What Caused the Irish Potato Famine?

by Mark Thornton

British Prime Minister Tony Blair apologized for doing "too little" in response to the Irish Potato Famine of the 19th century that killed one million people and brought about the emigration of millions more. But in fact, the English government was guilty of doing too much.

Blair's statement draws attention to the question of what caused the famine. Up to now, the popular theory is that the Irish were promiscuous, slothful, and excessively dependent on the potato. As a result they died by the hundreds of thousands when a blight appeared and ruined their food source, in the midst of one of the fastest economic growth periods in human history.

Was the Potato Famine an ecological accident, as historians usually say? Like most famines, it had little to do with declines in food production as such. Adam Smith was right that "bad seasons" cause "dearth," but "the violence of well-intentioned governments" can convert "dearth into famine."

In fact, the most glaring cause of the famine was not a plant disease, but England's long-running political hegemony over Ireland. The English conquered Ireland, several times, and took ownership of vast agricultural territory. Large chunks of land were given to Englishmen.

These landowners in turn hired farmers to manage their holdings. The managers then rented small plots to the local population in return for labor and cash crops. Competition for land resulted in high rents and smaller plots, thereby squeezing the Irish to subsistence and providing a large financial drain on the economy.

Land tenancy can be efficient, but the Irish had no rights to the land they worked or any improvements they might make. Only in areas dominated by Protestants did tenant farmers have any rights over their capital improvements. With the landlords largely residing in England, there was no one to conduct systematic capital improvements.

The Irish suffered from many famines under English rule. Like a boxer with both arms tied behind his back, the Irish could only stand and absorb blow after blow. It took the "many circumstances" of English policy to create the knockout punch and ultimate answer to the Irish question.

Free-market economist J.B. Say was quick to note that the system of absentee landlords was deplorable. He accurately diagnosed this cause and grimly predicted the disastrous results that did follow. He sadly relayed the suggestion of a Member of Parliament that the seas swallow up the Island of Erin for a period long enough to destroy everything on it.

The Malthusian law of population is sometimes used to explain away English guilt. Here the Irish were viewed as a promiscuous bunch that married young and had too many children. Malthus himself considered the Irish situation as hopeless. The Irish then paid for their sins via the starvation and disease that the famine wrought.

Were the Irish such a promiscuous bunch? The population of Ireland was high and the island had become densely populated after union with Great Britain in 1801. Part of this population growth can be attributed to basic economic development as population was also increasing rapidly in England and elsewhere in Europe.

In fact, the Irish population was only growing slightly faster than the English population and was starting from a much smaller base. But why was it growing faster? The answer lies in the fact that England had placed Ireland in an unusual position as the breadbasket for the Industrial Revolution.

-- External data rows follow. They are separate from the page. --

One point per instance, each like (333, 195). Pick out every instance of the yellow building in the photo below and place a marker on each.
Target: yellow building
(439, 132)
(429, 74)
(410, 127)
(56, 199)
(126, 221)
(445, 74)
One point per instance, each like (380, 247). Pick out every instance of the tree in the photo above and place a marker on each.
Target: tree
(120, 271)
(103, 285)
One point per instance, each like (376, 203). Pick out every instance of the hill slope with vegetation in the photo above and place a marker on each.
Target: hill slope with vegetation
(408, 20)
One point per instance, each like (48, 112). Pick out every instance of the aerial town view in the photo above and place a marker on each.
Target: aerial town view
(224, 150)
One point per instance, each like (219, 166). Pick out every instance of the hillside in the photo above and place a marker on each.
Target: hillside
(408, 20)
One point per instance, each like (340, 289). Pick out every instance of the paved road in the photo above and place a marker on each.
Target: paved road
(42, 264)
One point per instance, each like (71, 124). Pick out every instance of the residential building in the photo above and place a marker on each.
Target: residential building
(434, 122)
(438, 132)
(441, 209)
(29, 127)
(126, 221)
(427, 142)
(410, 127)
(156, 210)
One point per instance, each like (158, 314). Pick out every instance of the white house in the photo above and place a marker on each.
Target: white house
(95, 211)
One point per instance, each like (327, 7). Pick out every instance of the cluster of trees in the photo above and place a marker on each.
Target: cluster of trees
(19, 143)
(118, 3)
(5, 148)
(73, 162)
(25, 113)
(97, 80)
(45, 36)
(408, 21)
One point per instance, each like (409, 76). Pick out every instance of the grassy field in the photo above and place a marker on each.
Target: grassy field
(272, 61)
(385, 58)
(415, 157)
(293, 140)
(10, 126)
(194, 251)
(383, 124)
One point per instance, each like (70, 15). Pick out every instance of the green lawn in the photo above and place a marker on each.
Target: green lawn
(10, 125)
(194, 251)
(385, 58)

The British Corn Laws were designed to protect local grain farmers from foreign competition. In 1801, these laws were extended to Ireland. The laws not only kept prices high; they protected against falling prices in years of plenty. The main beneficiaries of this protectionism were the English absentee landlords of Ireland, not the Irish.

The Irish people were able to grow large quantities of nutritious potatoes that they fed their families and animals. Landlords benefitted from the fact that the potato did not deplete the soil and allowed a larger percentage of the estate to be devoted to grain crops for export to England.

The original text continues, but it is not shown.